Уже в ноябре 199… года, через два месяца после открытия, в NГУ появилась первая иностранная делегация.

Делегацию призвана была переводить (как с этажа на этаж, так и словесно) секретарь кафедры машиностроения Надя Березкина. Надю выбрали, так как она уже год учила по самоучителю английский и имела номинальное отношение к машиностроению: делегация состояла из американских инженеров, перехваченных ректором университета в Москве на какой-то конференции. Ректор плохо знал по-английски и совершенно не представлял, что будут делать инженеры в его университете. Однако делегацию встретили чин чином: передали из рук в руки плотный черный каравай с пасмурной захватанной солонкой из университетской столовой, целый день возили на экскурсии по городу в ректорской белой “Волге”; вечером водитель “Волги” вытащил из багажника, отдуваясь, ящик шампанского и понес его в парадные двери университета.

На шампанское потратились, как выяснилось, зря: розовощекая от напряжения Надя все-таки выяснила из часового путаного полилога между ней и иностранными инженерами (хвала самоучителю Ю. Пенкина!), что это были не совсем инженеры и даже не очень техники, а зоотехники и что в N. их привело желание увидеть не то чтобы университет, а, наоборот, N-скую птицефабрику…

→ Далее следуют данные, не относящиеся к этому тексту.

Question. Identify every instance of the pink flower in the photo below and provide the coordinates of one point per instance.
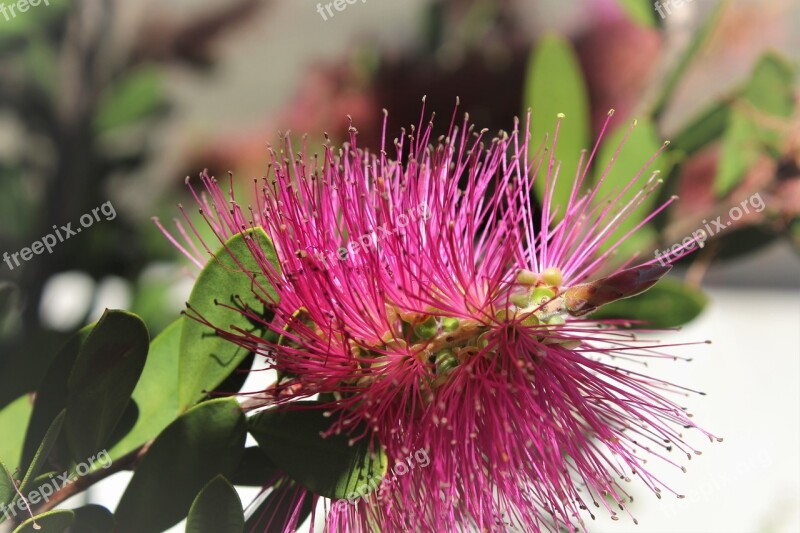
(426, 292)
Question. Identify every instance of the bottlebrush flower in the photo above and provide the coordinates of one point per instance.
(426, 294)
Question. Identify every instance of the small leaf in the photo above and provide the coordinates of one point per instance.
(669, 303)
(205, 442)
(137, 96)
(206, 359)
(555, 85)
(330, 467)
(255, 470)
(640, 146)
(156, 393)
(51, 522)
(42, 453)
(14, 420)
(283, 509)
(51, 395)
(103, 378)
(93, 519)
(216, 509)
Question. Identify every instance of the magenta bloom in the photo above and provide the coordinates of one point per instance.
(421, 286)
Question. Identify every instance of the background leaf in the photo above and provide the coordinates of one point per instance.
(207, 359)
(555, 85)
(669, 303)
(103, 377)
(216, 509)
(203, 443)
(329, 467)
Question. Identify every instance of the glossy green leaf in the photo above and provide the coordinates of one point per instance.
(52, 393)
(93, 519)
(283, 509)
(669, 303)
(555, 85)
(216, 509)
(688, 57)
(103, 378)
(207, 359)
(203, 443)
(50, 522)
(156, 393)
(137, 96)
(42, 453)
(255, 470)
(330, 467)
(640, 12)
(642, 144)
(14, 419)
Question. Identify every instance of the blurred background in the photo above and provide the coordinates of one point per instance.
(110, 101)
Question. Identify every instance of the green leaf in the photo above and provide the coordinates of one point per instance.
(205, 442)
(206, 359)
(255, 470)
(669, 303)
(14, 420)
(103, 378)
(156, 394)
(555, 85)
(93, 519)
(642, 144)
(687, 58)
(216, 509)
(51, 522)
(283, 509)
(52, 393)
(639, 12)
(703, 130)
(137, 96)
(329, 467)
(42, 453)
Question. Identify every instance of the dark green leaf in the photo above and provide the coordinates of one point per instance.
(283, 509)
(642, 144)
(555, 85)
(669, 303)
(103, 378)
(216, 509)
(255, 470)
(687, 58)
(14, 420)
(135, 97)
(51, 522)
(330, 467)
(206, 359)
(51, 395)
(156, 394)
(93, 519)
(43, 452)
(205, 442)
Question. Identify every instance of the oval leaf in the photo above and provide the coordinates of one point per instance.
(329, 467)
(217, 508)
(206, 359)
(669, 303)
(205, 442)
(156, 393)
(102, 380)
(555, 85)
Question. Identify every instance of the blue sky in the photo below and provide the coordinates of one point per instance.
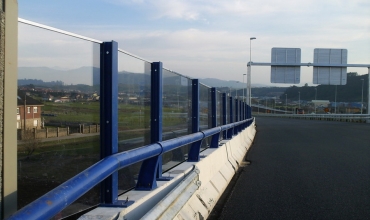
(205, 38)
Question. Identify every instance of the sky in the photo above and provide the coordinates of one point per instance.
(198, 38)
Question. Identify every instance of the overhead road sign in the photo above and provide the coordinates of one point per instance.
(331, 74)
(288, 69)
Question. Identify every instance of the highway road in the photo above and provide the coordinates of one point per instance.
(303, 169)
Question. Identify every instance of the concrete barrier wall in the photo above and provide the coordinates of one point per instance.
(216, 170)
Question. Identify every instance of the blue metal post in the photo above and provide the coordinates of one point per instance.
(214, 107)
(193, 155)
(109, 115)
(152, 168)
(230, 131)
(241, 112)
(224, 113)
(215, 137)
(236, 130)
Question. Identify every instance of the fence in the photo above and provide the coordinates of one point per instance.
(359, 118)
(136, 102)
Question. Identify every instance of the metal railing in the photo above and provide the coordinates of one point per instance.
(361, 118)
(198, 101)
(59, 198)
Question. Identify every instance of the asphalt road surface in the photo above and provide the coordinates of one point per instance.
(303, 169)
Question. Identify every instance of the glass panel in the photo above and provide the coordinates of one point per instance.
(219, 111)
(59, 113)
(205, 109)
(219, 108)
(228, 109)
(176, 115)
(133, 112)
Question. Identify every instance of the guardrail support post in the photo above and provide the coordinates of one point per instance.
(194, 151)
(151, 169)
(215, 137)
(109, 115)
(224, 113)
(230, 131)
(236, 129)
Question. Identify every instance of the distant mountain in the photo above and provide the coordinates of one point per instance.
(91, 76)
(82, 75)
(223, 83)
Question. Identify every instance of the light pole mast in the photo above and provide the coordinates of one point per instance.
(249, 73)
(362, 95)
(243, 87)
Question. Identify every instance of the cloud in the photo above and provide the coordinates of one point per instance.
(204, 38)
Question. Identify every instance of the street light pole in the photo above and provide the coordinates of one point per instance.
(249, 73)
(362, 95)
(286, 103)
(243, 86)
(335, 100)
(315, 98)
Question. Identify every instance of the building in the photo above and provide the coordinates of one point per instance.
(28, 112)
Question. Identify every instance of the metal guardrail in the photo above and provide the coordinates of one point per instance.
(362, 118)
(59, 198)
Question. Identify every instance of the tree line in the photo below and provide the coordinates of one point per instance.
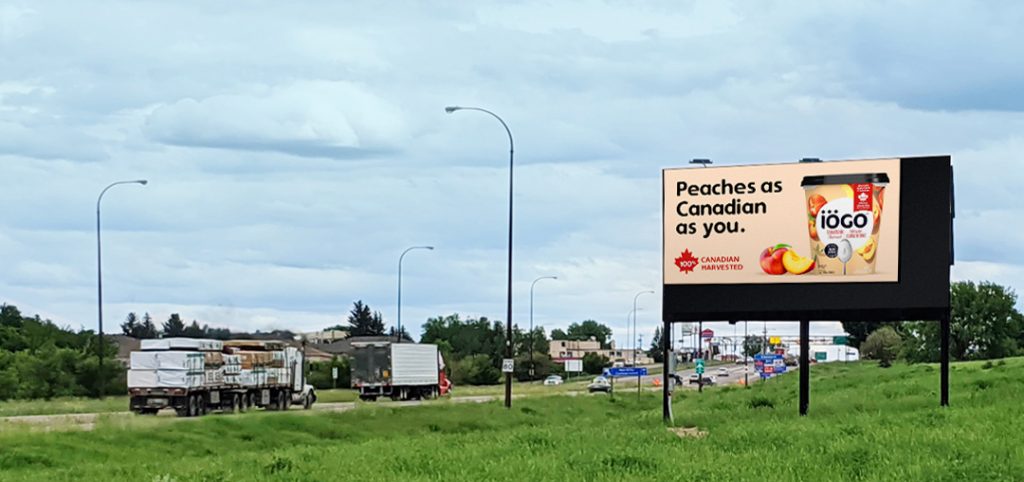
(984, 324)
(40, 359)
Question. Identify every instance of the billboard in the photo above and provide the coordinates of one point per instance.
(811, 222)
(841, 239)
(573, 365)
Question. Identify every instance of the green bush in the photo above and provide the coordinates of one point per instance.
(883, 345)
(320, 375)
(475, 369)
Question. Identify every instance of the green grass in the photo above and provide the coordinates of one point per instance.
(865, 423)
(62, 405)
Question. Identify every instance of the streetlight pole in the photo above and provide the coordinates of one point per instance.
(650, 292)
(397, 333)
(99, 280)
(702, 163)
(531, 322)
(508, 314)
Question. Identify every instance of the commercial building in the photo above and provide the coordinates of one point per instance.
(561, 350)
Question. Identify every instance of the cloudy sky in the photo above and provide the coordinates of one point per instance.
(295, 148)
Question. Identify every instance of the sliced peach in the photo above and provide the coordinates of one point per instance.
(815, 203)
(867, 251)
(877, 211)
(797, 264)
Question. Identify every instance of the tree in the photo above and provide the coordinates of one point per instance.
(594, 363)
(753, 345)
(590, 329)
(984, 324)
(656, 347)
(195, 331)
(147, 330)
(131, 326)
(404, 335)
(882, 345)
(364, 322)
(535, 340)
(174, 326)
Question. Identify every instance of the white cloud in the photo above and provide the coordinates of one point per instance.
(308, 118)
(239, 117)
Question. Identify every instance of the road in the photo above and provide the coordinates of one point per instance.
(735, 377)
(88, 421)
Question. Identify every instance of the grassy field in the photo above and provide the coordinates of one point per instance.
(62, 405)
(865, 423)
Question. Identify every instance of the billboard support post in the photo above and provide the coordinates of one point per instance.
(944, 361)
(700, 354)
(805, 365)
(666, 394)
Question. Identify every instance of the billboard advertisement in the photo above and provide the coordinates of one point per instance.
(783, 223)
(867, 239)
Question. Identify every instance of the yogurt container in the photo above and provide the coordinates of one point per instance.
(844, 216)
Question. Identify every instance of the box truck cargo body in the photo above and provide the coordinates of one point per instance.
(398, 370)
(194, 377)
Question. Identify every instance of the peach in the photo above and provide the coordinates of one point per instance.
(867, 251)
(797, 264)
(771, 259)
(815, 203)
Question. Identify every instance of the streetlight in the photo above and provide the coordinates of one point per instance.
(651, 292)
(531, 322)
(508, 314)
(99, 279)
(702, 163)
(398, 332)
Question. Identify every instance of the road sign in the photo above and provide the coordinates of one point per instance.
(628, 371)
(573, 366)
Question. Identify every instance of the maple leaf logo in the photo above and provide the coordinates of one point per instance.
(686, 262)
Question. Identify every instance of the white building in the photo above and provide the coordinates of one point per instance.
(827, 353)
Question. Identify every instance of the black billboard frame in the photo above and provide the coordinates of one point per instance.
(926, 181)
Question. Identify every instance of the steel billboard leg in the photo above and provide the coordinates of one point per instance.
(805, 365)
(666, 394)
(944, 362)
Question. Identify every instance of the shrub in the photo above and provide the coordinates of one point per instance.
(883, 345)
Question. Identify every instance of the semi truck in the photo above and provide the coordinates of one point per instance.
(398, 370)
(195, 377)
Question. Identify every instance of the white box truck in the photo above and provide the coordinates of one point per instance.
(398, 370)
(194, 377)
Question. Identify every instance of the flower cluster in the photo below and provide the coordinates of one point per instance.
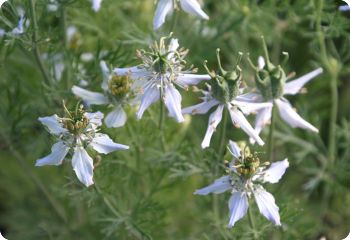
(161, 75)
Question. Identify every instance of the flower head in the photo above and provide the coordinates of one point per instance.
(163, 67)
(224, 92)
(273, 85)
(246, 174)
(165, 7)
(76, 131)
(117, 93)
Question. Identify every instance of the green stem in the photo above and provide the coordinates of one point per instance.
(252, 223)
(271, 135)
(35, 43)
(161, 120)
(331, 66)
(220, 159)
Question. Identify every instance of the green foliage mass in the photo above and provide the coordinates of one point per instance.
(147, 192)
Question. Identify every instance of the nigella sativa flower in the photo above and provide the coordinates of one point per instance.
(117, 93)
(245, 175)
(223, 91)
(156, 78)
(165, 7)
(76, 131)
(272, 85)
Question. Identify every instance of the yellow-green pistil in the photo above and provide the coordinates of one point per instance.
(119, 86)
(76, 122)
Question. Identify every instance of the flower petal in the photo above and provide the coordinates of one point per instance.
(184, 80)
(164, 7)
(193, 7)
(172, 100)
(150, 96)
(289, 115)
(90, 97)
(96, 5)
(200, 108)
(274, 173)
(239, 119)
(214, 120)
(238, 205)
(293, 87)
(102, 143)
(235, 150)
(116, 118)
(83, 166)
(58, 152)
(220, 185)
(52, 124)
(267, 205)
(251, 107)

Машиностроительные термины на английском, которые Надя зубрила всю ночь, пропали втуне так же, как и шампанское… Но белые кружева ручной (Надиной) работы, которые она всю ночь пришивала к единственному своему парадному…

Впрочем, кажется, здесь требуется некоторое отступление от вот-вот ожидающей читателя поэтической темы любви — читатель должен будет узнать сначала кое-что о прозе Надиной жизни.

199… год, как и все годы после перестройки, был временем больших надежд и маленьких доходов — впрочем, наступивший 2006 год для многих из нас все еще остается таким… Университетские служащие нищенствовали. “Галина бланка” и впрямь, как утверждает реклама, с нами уже десять лет — но знали бы рекламодатели, что десять лет тому назад каждодневный суп среднего служащего в N. состоял исключительно из кубика “Галина бланка” и мелко порезанной картошки! На второе употреблялся куриный или индюшачий дешевый фарш, которым заполнены были все рынки; сейчас его покупают редко: очень уж он жирен и вонюч, а тогда его ели все каждый день — вперемешку с макаронами или гречкой или в виде котлет — напополам с белым хлебом. О куриный фарш, на котором выжила нация, сильно сомневаемся, что ты сохранил ей здоровье, но жизнь ей ты спас — разве не достоин этот уникальный экспонат помещения в морозильной камере какого-нибудь национального музея? Лично мы ратуем за это… Доценту кафедры машиностроения Костоноговой, матери-одиночке, однажды не хватило денег на белый хлеб — она сделала котлеты из фарша с черным, ржаным; капнули в общую массу и одна-две слезинки. Сын Костоноговой обрадовался, съев материнской котлетки: “Как вкусно, мам! Точь-в-точь как у нас в школьной столовой…”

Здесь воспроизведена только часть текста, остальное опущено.